A recurring complaint about Nextcloud is how slow it can be for certain tasks. Why is Nextcloud slow? That is a very general question. Nextcloud is not always that slow. Actually it has improved vastly the past couple years. PHP newest versions get faster and faster, Nextcloud developers are now more careful to streamline assets to avoid dozens of requests to load the web interface, and so on and so forth.
But still things like uploading multiple small files or browsing the Gallery are very slow. Too slow if we compare them with their alternatives.
Both those two use cases have something in common: many requests need to be processed in parallel, and this is precisely where Nextcloud struggles.
There are two main separate reasons for this, that revolve around the architecture of Nextcloud and traditional PHP projects in general.
The process of a traditional PHP request
In the classic PHP architecture, the service is not really running while idle. It is the HTTP server who is listening on the network, then detects whenever a request is for PHP processing and knows to pass it over to the PHP interpreter.

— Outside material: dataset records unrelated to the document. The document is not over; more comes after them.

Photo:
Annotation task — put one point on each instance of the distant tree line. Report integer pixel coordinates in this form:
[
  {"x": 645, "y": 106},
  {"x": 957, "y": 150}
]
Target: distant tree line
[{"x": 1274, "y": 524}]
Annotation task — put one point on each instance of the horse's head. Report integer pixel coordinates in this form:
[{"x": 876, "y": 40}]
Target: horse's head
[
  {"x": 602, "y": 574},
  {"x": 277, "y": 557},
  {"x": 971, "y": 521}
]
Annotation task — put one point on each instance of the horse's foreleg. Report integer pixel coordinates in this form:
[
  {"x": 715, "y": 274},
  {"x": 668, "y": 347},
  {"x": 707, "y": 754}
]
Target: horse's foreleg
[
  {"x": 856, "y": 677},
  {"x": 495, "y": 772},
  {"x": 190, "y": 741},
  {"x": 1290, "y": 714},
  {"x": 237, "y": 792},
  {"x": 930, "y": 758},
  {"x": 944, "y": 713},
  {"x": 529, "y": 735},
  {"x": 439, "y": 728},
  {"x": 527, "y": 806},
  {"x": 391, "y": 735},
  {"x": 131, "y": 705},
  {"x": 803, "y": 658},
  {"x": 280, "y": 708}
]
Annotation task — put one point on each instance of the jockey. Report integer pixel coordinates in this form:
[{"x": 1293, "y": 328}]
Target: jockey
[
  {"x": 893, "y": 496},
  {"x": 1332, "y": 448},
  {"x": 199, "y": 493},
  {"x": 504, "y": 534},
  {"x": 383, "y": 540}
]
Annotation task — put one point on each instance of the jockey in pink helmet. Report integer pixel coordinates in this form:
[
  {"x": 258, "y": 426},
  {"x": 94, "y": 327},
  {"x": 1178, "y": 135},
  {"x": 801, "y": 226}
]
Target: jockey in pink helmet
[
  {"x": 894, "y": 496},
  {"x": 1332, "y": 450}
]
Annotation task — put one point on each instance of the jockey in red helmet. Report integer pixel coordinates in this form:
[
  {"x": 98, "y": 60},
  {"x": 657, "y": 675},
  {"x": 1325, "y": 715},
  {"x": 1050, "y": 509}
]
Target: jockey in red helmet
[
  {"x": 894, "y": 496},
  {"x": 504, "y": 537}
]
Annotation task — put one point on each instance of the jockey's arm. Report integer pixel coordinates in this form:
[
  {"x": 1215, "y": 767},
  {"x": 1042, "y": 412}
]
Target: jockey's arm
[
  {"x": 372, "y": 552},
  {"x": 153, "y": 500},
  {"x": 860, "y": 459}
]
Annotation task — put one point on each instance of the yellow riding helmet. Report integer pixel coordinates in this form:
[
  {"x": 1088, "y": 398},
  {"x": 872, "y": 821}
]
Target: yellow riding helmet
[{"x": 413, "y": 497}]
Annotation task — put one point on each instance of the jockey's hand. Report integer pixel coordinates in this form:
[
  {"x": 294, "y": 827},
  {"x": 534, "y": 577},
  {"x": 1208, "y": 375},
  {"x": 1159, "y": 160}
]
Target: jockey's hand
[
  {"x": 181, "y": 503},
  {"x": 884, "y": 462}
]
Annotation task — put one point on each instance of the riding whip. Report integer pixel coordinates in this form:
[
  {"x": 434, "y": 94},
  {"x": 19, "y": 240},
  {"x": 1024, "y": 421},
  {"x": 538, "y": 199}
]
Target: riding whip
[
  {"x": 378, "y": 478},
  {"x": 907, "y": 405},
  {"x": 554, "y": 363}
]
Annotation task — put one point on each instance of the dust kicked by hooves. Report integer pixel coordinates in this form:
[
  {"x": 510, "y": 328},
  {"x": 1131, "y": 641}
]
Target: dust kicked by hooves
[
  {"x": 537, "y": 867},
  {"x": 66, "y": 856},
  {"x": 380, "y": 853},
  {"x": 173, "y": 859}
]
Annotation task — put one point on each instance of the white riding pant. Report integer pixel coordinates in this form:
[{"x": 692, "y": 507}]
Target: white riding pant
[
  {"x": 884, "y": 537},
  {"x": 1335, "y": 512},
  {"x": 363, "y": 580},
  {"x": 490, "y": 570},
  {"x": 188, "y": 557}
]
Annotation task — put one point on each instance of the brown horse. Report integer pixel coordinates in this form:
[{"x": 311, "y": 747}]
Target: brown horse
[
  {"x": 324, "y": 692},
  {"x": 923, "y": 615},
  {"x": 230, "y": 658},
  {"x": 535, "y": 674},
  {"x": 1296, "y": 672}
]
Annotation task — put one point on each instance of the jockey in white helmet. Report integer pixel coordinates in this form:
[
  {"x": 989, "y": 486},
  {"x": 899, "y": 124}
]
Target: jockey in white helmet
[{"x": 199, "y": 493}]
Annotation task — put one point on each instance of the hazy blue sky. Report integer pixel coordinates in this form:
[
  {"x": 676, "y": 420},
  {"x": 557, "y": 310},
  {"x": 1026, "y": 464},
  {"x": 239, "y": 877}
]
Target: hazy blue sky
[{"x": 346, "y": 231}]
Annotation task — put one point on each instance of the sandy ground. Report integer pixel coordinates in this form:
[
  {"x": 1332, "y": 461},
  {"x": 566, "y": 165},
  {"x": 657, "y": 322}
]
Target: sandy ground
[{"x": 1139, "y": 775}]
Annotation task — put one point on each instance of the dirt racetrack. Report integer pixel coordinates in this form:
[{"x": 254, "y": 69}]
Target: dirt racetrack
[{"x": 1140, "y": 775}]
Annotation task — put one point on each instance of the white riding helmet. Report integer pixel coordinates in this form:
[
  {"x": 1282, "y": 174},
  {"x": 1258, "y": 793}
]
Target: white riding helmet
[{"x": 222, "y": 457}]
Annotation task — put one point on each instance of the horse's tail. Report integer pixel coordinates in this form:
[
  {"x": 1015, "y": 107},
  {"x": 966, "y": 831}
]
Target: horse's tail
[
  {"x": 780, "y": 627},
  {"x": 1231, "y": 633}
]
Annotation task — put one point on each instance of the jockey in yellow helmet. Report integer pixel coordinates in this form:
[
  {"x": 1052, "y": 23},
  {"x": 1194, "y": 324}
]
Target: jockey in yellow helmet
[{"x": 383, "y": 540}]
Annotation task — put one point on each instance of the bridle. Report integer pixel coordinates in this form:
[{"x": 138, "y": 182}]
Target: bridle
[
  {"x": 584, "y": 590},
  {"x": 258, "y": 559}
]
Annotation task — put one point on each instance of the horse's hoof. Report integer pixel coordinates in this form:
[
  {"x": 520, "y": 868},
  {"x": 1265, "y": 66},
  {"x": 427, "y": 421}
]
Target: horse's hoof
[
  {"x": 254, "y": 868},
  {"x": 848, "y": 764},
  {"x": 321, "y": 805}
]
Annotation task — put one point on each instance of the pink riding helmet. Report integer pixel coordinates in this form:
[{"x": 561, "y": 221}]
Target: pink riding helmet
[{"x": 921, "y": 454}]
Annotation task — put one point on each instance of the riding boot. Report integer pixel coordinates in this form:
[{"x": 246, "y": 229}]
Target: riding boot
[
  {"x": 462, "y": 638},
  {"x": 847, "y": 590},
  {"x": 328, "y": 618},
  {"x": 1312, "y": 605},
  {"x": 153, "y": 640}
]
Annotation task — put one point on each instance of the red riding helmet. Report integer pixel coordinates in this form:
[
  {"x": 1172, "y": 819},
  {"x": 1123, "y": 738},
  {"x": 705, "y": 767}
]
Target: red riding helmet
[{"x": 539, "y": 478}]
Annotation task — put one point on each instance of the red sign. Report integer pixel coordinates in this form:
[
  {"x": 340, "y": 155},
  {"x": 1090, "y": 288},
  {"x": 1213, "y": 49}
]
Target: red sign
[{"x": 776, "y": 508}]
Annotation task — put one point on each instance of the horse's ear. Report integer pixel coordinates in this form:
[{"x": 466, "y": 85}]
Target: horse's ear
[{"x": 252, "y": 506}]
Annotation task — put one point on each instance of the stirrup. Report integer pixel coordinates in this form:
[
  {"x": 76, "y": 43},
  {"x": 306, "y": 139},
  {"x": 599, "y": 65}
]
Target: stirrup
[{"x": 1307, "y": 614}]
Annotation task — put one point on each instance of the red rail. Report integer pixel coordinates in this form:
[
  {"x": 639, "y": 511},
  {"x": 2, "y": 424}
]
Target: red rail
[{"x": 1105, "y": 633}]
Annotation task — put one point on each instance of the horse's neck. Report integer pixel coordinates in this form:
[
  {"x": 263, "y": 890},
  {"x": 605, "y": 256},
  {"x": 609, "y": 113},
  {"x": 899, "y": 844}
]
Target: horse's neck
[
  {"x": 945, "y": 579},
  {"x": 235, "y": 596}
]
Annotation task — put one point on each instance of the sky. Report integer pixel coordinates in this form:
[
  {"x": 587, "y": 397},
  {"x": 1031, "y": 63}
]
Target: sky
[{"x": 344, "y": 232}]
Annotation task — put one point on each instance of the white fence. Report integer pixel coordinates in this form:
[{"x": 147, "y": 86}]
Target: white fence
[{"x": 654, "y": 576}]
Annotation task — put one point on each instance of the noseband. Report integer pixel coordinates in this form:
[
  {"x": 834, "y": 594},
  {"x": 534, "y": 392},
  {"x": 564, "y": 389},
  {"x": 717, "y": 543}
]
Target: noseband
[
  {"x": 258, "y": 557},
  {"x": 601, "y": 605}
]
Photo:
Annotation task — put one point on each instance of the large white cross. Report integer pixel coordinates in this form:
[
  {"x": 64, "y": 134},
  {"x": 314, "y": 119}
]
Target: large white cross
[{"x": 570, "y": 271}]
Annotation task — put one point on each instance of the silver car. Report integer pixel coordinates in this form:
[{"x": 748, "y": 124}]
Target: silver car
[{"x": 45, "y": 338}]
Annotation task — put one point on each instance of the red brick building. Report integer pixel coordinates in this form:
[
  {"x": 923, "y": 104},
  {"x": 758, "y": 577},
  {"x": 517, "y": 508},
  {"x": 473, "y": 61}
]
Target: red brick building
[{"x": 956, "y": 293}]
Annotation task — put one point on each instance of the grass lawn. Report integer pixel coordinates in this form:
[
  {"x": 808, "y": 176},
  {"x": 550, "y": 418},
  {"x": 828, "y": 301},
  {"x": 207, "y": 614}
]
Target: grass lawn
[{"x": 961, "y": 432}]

Now, there has been an evolution in how the HTTP daemon serves PHP requests. Nowadays, PHP-FPM is most commonly used, which is a different service that implements a FastCGI interface. The HTTP server forwards the request using mod_proxy_fcgi to PHP-FPM, which will typically spawn a new process to start interpreting the PHP code, until the request has been served and then the PHP process either ends, or goes idle waiting for a new task.
This means that with every HTTP request, the process (Nextcloud in this case) needs to start and die, it needs to parse its configuration file, initialize its variables, process everything and cleanup.
Compare that to a traditional C or C++ service, such as Apache itself, which loads its configuration, allocates memory for its main structures and stays listening waiting for an incoming connection. They only need to serve the request, but they don’t need to start over from zero every time.
Now, staying for a bit longer with the Apache example the classic way of this and many other services to operate is to fork a new child process every time a request arrives so that the child processes it and the parent can go back to listening on the socket.
The issue with this is that spawning a new thread is computationally expensive because now we have the context switching performed by the OS so that both threads have their share of processing time. Additionally this reserves a lot of memory since each spawned thread contains a copy of the parent process memory in COW mode. The memory won’t be copied until it diverges between processes, but unless we use overcommit it will be accounted for twice.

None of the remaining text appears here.